Who is Sarah Baartman?
In 1810, when Sarah Baartman was in her early twenties, she was persuaded by an English ship’s doctor, Alexander Dunlop, to travel to England to make her fortune. However, as a Khoikhoi woman she was considered an anthropological freak in England, and she found herself put on exhibition, displayed as a sexual curiosity. Dubbed The Hottentot Venus, her image swept through British popular culture.

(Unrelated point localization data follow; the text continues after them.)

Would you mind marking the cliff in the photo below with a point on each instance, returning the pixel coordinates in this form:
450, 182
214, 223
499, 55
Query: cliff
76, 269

She was taken to Paris in 1814 and sold to Jean Riaux who continued to exhibited her as a freak. She became the object of scientific and medical research that formed the bedrock of European ideas about black female sexuality. When she died on 29 December 1815 around age 26, of an undetermined inflammatory ailment, possibly smallpox. A deathcast of her body was made, he skeleton removed and her brain and genitals were preserved in jars. These were displayed in the Musée de l’Homme, until the mid 1970s.
After five years of negotiating with the French authorities for the return of Sarah Baartman’s remains, the South African government, together with the Griqua National Council brought Sarah Baartman back to South Africa. She was buried on 9 August 2002 on Vergaderingskop, a hill in the town of Hankey in the Gamtoos Valley where she was born over 200 years before.
Her grave is to become part of the Sarah Baartman Centre of Remembrance being constructed.